I do think unkbar's comment above about renting POD machines is a viable option. The stickler for details in me should note that one rents the meter - the actual machine that prints / seals the mail can be bought. At any rate, the business concept is valid.

Reply

jeff_duntemann September 4 2007, 20:26:37 UTC
On reflection, what's significant in my conversations with the big NY houses is that their thinking revolves completely around paper. I don't think ebooks are really on the radar for them as more than a vehicle for promoting paper books.

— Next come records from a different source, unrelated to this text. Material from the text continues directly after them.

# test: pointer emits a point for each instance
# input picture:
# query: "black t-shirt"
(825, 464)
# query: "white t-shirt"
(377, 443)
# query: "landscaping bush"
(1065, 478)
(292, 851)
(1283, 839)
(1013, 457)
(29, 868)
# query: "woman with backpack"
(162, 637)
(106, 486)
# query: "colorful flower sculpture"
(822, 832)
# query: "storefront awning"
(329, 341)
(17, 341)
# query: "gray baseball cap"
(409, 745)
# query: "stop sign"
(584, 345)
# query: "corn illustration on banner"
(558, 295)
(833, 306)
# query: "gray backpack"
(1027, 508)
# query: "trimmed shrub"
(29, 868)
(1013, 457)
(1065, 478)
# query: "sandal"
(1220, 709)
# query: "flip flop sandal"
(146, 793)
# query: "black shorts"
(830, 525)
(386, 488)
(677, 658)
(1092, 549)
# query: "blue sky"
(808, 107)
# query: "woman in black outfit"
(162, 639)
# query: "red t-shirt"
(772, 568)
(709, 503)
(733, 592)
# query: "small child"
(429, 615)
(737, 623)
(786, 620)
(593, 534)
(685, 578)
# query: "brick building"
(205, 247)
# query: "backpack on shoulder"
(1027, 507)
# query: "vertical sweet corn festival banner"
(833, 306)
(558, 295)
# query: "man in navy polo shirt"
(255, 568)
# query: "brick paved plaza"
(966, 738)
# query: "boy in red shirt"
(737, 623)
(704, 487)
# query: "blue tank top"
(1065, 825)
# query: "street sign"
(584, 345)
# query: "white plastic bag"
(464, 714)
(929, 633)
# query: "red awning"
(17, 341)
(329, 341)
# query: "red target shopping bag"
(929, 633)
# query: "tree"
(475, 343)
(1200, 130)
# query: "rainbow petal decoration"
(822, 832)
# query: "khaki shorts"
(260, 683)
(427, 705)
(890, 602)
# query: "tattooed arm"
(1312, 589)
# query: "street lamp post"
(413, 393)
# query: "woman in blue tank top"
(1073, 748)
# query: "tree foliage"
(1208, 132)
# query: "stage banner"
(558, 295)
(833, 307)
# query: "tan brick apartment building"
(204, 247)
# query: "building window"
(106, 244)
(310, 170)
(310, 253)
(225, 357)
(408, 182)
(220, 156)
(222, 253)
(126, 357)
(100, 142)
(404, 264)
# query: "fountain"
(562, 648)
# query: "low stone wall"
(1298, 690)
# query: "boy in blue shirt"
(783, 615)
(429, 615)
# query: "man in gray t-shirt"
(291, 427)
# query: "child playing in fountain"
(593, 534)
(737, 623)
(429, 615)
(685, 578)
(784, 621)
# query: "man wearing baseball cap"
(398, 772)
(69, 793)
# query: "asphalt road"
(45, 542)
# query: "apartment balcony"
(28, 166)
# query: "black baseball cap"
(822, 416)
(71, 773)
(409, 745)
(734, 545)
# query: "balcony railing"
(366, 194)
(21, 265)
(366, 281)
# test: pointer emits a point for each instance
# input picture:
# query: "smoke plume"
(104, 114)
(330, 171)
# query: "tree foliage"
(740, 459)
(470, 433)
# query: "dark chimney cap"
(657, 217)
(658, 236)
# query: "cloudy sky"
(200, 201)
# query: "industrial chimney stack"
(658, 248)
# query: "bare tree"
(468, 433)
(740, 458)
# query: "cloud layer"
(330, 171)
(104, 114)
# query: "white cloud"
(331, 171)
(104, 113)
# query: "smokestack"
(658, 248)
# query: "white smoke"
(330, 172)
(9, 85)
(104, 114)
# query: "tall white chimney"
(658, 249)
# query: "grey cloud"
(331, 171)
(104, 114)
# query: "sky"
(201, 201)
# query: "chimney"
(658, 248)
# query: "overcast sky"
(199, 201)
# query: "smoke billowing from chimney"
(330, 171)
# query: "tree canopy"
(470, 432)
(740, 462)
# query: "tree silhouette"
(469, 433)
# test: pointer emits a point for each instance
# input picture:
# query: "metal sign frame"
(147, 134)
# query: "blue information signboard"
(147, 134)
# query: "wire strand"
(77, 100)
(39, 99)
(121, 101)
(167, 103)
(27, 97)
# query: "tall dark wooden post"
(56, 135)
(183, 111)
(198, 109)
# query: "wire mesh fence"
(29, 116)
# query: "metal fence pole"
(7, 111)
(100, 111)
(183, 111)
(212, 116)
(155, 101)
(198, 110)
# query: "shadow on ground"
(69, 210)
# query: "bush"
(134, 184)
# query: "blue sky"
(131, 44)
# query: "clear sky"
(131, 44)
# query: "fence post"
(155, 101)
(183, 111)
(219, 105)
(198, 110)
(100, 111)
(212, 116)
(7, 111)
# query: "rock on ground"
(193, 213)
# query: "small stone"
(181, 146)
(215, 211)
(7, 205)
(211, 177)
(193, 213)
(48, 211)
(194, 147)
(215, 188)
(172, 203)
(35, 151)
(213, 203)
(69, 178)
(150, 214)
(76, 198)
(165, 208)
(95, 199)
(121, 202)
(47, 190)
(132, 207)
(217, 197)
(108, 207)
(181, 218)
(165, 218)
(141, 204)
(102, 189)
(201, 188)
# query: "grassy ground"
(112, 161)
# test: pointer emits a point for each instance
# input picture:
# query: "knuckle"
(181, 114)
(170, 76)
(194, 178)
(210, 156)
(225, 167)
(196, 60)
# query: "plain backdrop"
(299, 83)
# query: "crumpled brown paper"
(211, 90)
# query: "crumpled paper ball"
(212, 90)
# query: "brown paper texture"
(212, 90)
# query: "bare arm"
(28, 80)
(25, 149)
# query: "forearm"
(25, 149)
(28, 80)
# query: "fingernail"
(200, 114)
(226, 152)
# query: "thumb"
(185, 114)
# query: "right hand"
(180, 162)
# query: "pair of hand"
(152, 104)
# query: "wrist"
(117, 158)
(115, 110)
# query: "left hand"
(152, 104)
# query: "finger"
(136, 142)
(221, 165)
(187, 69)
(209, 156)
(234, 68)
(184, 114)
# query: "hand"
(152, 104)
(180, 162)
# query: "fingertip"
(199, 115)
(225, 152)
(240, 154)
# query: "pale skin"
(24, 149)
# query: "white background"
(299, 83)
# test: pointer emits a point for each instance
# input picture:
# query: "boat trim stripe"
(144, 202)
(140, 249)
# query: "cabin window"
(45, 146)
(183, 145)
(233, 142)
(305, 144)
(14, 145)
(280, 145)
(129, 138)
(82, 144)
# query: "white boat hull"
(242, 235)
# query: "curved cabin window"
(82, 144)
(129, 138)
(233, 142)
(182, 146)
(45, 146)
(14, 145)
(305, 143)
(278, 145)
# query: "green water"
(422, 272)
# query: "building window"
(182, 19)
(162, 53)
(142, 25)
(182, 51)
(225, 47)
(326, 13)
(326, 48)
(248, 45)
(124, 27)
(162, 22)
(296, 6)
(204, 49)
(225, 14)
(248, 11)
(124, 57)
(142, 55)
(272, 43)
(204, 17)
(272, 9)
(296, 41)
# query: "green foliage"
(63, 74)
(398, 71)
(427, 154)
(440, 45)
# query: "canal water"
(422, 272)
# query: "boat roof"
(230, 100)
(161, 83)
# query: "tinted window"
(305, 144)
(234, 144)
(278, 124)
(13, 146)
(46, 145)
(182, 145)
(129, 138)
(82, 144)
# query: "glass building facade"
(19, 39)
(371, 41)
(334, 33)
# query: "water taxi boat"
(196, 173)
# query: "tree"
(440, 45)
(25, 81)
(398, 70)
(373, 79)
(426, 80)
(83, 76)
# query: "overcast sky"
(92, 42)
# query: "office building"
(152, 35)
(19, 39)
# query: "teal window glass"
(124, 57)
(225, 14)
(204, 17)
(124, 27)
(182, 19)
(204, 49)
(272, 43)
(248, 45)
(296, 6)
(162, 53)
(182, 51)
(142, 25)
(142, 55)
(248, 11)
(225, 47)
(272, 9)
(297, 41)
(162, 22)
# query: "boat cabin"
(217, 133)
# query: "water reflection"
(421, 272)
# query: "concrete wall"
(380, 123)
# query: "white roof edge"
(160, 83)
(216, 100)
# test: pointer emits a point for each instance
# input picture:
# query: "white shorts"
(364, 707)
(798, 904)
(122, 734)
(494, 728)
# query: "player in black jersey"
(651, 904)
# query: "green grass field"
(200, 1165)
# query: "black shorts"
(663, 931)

On the other hand, they don't love paper. Paper is a PITA, trust me, and you've cited an aspect of perhaps the biggest discontent focusing on paper: Retailer returns. Tearing covers off only applies to MM PBs. Other formats require that you ship the whole, undamaged books back physically to the publisher, and neither retailers nor publishers want to do that, as the people and infrastructure cost is high and contributes little to the bottom line. (To be fair, retailer returns do influence the number of different titles stores carry by reducing the risk for shelving unproven books, and most publishers do recognize this, especially those who still emphasize midlist titles ( ... )

Reply


Print-out piracy happened to me anonymous September 4 2007, 20:25:46 UTC
I know for a fact that "Thinking in C#" PDFs that I was selling for $5 (1184 pages, more than 200 sample programs) were printed out and sold commercially in Turkey (at least). Of course, it was also widely pirated despite the personal request from me that "c'mon, even if you're a student in the third world, if you pirate this, I'm not going to do it again." There is no price-point "below which people will not bother to pirate."

The only answer that I can think of is some sort of DRM (for physical printing, where it seems less draconian); use PK nested transactions to produce upon request, on a given piece of hardware, a given number of copies.

Larry O'Brien

Reply

Re: Print-out piracy happened to me jeff_duntemann September 4 2007, 20:43:06 UTC
I wonder if that couldn't be done at the driver level, with the drivers closely controlled, pollable by the vendor, and not available to just anybody. I wouldn't want to see new layers of DRM added to the PDF format. Not that any system like that can't be broken, and we must not forget Schneier's Law: A DRM system only has to be broken once.

Interestingly, for all the years I've been in book publishing, I do not recall a single rights deal with a publisher in Turkey. I have copies of my books in a lot of languages (including Croatian!) but not Turkish.

Reply

Re: Print-out piracy happened to me anonymous September 5 2007, 00:04:07 UTC
It's pretty "ob hack" to write a printer driver that accepts encoded input and uses the _previous_ legitimate print request hash as "salt". (Therefore, if you get a brand new machine and print out "Moby Dick," you send some sequence "ABCD...." that prints out "Call me Ishmael...." But you can't just capture and replay that, because once the printer's printed out "...and only found another orphan." the proper encoding of the beginning is "WXYZ...").

Of course it would be vulnerable to physical tampering and memory interception, but "secure kiosk containing valuable slips of paper" seems to be a pretty-much solved problem.

The key (I think) is that DRM is _nothing_ but an inconvenience to legitimate end-users, while DRM is a _benefit_ to legitimate POD kiosk renters / owners. (As the existence of a pirate POD kiosk in their town harms their business.) Therefore, they have an incentive to tolerate the "phone home" and "only this hardware" annoyances of DRM.